Does the provision of storm sewer service by a municipality constitute a non-natural use of land?

British Columbia, Canada


The following excerpt is from Spika v. Port Alberni (City), 2002 BCSC 700 (CanLII):

Tock, supra, is the leading authority in this regard and there would seem to be no basis for distinguishing it on these facts. I must therefore conclude that the provision of storm sewer service by a municipality does not constitute a non-natural use of land so as to invoke the principles in Rylands v. Fletcher.

If so, did storm water escape from the defendant's property? The issue of whether storm water escaped from the defendant's property is a question of fact. It would seem, however, that there is no evidence that water actually came onto the plaintiff's property from the storm main, as the blockage was at some location in the storm lateral. As such, the water that the plaintiff received was all from the plaintiff's property. The rule in Rylands v. Fletcher arose in an attempt to deal with potential danger to neighboring land from the escape of substances that were in some sense or another not naturally upon the land. It does not seem that the failure of water to drain through the lateral could constitute an "escape" in this sense.

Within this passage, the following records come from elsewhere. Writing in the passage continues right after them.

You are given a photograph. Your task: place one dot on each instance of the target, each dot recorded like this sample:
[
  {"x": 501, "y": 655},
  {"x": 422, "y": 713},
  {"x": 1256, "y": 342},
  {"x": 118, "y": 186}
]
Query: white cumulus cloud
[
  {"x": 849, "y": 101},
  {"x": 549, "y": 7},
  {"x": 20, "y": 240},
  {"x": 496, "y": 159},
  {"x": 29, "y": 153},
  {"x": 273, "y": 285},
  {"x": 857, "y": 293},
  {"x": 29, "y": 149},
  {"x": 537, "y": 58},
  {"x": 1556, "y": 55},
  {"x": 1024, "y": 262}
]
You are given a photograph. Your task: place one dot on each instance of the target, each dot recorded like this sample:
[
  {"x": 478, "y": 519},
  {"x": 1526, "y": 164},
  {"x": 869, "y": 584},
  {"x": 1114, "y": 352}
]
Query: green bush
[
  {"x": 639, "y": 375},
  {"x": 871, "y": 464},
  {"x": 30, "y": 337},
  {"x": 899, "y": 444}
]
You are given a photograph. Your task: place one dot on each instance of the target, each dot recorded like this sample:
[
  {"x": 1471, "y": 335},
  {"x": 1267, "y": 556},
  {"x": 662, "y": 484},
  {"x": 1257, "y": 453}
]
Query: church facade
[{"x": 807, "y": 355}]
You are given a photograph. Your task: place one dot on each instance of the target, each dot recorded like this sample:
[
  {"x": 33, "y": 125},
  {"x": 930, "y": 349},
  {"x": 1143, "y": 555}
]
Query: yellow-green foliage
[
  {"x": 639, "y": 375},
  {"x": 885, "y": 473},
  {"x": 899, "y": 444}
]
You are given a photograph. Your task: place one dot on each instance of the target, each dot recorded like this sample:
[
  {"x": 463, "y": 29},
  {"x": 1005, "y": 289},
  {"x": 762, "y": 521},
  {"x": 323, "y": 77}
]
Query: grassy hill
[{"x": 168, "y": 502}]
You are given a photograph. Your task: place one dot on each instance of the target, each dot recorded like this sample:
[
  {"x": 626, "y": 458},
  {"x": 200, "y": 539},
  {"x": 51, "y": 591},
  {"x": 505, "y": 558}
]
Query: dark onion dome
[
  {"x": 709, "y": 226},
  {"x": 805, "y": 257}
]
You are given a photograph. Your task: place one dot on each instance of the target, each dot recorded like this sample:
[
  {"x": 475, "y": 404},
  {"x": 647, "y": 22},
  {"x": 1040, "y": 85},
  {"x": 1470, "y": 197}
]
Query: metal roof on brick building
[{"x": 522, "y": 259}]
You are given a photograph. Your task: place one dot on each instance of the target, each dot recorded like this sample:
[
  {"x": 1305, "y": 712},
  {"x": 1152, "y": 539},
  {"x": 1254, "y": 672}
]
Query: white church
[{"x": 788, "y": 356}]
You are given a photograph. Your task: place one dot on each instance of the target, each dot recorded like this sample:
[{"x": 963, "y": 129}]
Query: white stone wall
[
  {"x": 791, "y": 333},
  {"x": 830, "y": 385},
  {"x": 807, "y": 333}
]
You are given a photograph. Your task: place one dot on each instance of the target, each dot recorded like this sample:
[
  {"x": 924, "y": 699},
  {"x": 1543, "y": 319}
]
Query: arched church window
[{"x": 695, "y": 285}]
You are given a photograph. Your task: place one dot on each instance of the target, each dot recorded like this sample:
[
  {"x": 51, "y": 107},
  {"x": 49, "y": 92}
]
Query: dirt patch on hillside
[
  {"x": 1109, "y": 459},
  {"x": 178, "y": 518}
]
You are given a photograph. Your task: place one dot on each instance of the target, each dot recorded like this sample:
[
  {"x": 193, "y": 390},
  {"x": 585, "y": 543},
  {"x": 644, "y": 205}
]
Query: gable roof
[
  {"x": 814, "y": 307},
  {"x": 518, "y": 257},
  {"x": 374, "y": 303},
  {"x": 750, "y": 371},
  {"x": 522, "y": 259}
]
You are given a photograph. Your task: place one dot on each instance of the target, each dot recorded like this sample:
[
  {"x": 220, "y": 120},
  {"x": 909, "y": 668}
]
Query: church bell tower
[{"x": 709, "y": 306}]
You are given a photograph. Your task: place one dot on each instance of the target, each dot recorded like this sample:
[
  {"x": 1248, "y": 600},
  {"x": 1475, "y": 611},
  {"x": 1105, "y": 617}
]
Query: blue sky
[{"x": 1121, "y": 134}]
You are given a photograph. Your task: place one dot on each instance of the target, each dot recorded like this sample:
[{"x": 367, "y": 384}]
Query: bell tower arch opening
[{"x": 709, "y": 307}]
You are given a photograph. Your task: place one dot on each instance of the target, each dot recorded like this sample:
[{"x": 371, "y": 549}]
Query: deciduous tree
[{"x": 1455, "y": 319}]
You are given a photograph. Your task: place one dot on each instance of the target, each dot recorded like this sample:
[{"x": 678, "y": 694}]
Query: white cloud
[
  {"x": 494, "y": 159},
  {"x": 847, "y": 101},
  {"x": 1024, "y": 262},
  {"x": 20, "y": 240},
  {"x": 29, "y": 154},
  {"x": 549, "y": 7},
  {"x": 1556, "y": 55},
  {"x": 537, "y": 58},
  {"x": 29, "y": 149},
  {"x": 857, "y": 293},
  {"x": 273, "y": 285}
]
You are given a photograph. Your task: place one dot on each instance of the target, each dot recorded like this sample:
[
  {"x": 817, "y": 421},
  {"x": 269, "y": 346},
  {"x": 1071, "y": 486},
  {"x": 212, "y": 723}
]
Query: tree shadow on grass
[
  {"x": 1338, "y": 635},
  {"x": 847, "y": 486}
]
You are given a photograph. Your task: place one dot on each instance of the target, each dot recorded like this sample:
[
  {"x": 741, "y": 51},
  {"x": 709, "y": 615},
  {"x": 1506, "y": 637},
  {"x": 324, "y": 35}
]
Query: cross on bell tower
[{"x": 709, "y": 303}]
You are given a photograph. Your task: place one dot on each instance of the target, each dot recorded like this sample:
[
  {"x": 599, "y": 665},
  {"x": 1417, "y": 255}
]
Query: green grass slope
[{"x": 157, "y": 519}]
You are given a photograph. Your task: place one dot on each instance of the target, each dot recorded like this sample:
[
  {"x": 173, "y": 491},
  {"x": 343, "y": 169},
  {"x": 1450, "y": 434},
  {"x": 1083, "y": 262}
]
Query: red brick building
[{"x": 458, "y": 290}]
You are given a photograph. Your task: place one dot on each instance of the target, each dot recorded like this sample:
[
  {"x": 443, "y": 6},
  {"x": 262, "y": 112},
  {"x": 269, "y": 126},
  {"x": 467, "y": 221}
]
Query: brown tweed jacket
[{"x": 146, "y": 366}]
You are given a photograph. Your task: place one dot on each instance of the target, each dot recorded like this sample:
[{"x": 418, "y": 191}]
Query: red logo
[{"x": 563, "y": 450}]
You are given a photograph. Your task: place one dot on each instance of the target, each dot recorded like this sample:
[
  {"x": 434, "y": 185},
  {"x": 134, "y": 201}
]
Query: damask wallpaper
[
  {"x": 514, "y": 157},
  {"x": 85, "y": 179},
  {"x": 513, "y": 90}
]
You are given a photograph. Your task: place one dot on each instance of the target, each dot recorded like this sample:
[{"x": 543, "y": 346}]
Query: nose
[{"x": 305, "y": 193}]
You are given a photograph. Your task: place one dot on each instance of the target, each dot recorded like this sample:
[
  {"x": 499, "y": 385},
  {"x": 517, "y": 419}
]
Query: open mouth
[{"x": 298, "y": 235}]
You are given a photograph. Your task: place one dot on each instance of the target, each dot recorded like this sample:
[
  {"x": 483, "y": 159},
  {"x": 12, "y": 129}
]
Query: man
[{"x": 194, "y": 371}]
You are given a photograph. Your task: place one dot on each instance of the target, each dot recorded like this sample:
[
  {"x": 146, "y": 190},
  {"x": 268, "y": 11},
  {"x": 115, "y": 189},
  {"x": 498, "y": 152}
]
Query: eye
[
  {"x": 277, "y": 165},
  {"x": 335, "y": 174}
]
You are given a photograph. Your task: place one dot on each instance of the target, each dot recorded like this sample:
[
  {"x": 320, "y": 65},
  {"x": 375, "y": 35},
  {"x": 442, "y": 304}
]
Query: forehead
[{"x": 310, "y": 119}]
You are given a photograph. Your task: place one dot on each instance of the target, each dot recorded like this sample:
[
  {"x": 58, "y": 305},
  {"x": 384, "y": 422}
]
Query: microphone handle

Did the defendant's use of its storm drainage system constitute an unreasonable and substantial interference with the plaintiff's property thereby constituting a compensable nuisance? Although, on the facts of Tock, above, the rule in Rylands v. Fletcher did not apply, Wilson J. found liability in nuisance, concluding that the escape of water onto the plaintiff's land constituted an "unreasonable interference with the appellant's use and enjoyment of the property..." (p. 1206).